Wenn ich Bilanz ziehe und mir eingestehe, dass ich ausgepowert bin oder deprimiert oder antriebslos – wie mache ich dann weiter?

Wenn ich analysiert habe, was mir Kraft raubt, kann ich mir vornehmen, diese Krafträuber aus meinem Alltag zu verbannen. Worauf möchte ich künftig keine Energien mehr verwenden? Ein Klassiker in der Corona-Krise sind die Nachrichten: Möchte ich wirklich mehrmals täglich ganz aktuell über alles informiert sein? Hilft mir das oder zieht mich das eher runter? Oder nehmen wir die aufreibenden Corona-Diskussionen: Da entstehen aus unterschiedlichen Überzeugungen Streitigkeiten, die oft deutlich über das hinausgehen, was die Leute wirklich betrifft und bewegt. Wozu der Streit, fragt es sich. Lohnt sich das? Man könnte stattdessen schließlich auch einfach diskutieren. Oft staunen die Leute, wie wohltuend es ist, Krafträuber auszumachen und von ihnen loszulassen.

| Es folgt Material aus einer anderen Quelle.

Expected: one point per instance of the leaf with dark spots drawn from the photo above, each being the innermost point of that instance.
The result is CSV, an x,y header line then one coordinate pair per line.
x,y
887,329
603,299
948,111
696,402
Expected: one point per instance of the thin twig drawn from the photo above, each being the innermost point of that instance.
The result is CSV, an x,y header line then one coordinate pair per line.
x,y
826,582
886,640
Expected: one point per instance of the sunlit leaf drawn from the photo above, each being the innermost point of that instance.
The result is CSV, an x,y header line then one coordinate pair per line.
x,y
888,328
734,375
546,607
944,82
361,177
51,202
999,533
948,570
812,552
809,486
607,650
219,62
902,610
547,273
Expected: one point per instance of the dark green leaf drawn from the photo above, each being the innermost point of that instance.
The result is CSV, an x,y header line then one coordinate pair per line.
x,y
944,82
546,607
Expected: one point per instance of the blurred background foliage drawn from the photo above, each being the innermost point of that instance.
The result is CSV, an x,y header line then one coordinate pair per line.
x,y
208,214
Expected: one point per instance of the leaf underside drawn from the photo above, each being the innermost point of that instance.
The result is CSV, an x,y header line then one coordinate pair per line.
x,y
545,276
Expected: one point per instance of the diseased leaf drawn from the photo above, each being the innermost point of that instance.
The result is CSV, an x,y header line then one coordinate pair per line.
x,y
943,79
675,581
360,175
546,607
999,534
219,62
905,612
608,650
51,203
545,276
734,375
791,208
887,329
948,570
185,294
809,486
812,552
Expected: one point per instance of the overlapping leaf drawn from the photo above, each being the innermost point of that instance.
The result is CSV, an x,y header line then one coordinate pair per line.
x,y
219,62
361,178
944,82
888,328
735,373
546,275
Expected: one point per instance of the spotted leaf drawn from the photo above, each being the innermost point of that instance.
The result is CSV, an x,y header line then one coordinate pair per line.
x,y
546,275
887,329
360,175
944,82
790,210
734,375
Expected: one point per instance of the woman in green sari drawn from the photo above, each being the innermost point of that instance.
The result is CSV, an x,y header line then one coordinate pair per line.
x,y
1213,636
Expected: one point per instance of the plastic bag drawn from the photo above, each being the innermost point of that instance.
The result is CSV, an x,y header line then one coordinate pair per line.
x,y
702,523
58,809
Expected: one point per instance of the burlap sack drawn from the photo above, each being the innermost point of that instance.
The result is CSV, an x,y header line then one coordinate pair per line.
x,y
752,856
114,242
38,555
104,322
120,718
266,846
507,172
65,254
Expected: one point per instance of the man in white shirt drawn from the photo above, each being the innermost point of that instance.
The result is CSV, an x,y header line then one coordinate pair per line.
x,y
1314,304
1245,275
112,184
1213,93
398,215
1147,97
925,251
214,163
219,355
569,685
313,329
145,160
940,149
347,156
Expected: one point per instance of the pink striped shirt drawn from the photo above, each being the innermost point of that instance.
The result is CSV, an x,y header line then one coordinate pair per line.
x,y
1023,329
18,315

Wichtig ist allerdings, dass man nicht nur in den Fokus nimmt, was Kraft raubt. Sondern auch, was Kraft gibt, sonst fällt man schnell in alte Muster zurück. Wenn ich mich bislang mit Aktionismus durch die Krise navigiert habe und sehe, dass mir Momente des Innehaltens fehlen, in denen gern die besten Ideen kommen, sollte ich solche Momente möglich machen. Drei Fragen sind jetzt entscheidend: Was ist gut gelaufen bislang in der Corona Pandemie? Was nicht? Und was lerne ich daraus? Jeden Abend frustriert ins Bett zu gehen und sich zu sagen: Dieser Tag war schon wieder Mist, das ist jedenfalls keine Lösung.

Sondern?

Veränderung erfordert einen konkreten ersten Schritt. K. I. S. S. lautet das Prinzip: Keep it small and simpel. Starten Sie mit einer einzigen Sache, sage ich meinen Klienten. Machen Sie nicht alles auf einmal. Die eine Sache sollte sich leicht anfühlen, einfach sein und Spaß machen. Wenn ich mir mehr Harmonie in der Familie wünsche, kann ich jede Kleinigkeit, die schief läuft, zum Anlass nehmen, um mich bestätigt zu fühlen: Alles Mist bei uns. Oder ich kann am Abend ein lustiges Gesellschaftsspiel vorschlagen. Das macht einen riesen Unterschied! Natürlich ist der Familienfrieden nicht mit einem einzigen Spieleabend gerettet. Veränderungsmechanismen müssen trainiert werden wie ein Muskel. Wenn im Verlauf des Coachings der Begriff Dankbarkeit fällt, ist das ein gutes Zeichen.

In wie fern ist Dankbarkeit ein Indikator für gutes Krisen-Management?

Weil Leute, die dankbar sind, die Negativ-Brille abgelegt haben, die sie in Krisen so gerne aufsetzen. Sie erkennen wieder mehr Nuancen, sehen: Ich habe Möglichkeiten. Auch dann, wenn es von außen betrachtet Grund für Verzagtheit gäbe. Ich kann dankbar sein für gesunde Kinder, für Kinder, die im Home-Schooling ihre Hausaufgaben machen – das ist das eine. Ich kann aber auch dankbar sein für mein Verständnis den Kindern gegenüber, wenn es mal nicht so läuft. Was in Anbetracht der aktuellen Situation ja nur verständlich ist.

Abwarten, bis es wieder besser wird? Nochmal: Für mich ist das aktuell ein schlechter Ratgeber. Das Leben steht nicht still, es will gelebt werden, hier und jetzt, trotz allem. Wenn anstelle eines oberflächlich aufgesetzten Durchhaltevermögens Authentizität und innere Beweglichkeit treten, sind wir auf dem richtigen Weg. Durchweg düstere Ist-Szenarien sind letztlich schließlich genauso einseitig wie das Bild einer rosa gezeichneten Zukunft. Ich glaube, wenn wir uns das bewusst machen, haben wir das Zeug, um kreativ und kraftvoll durch die kommenden Monate zu kommen.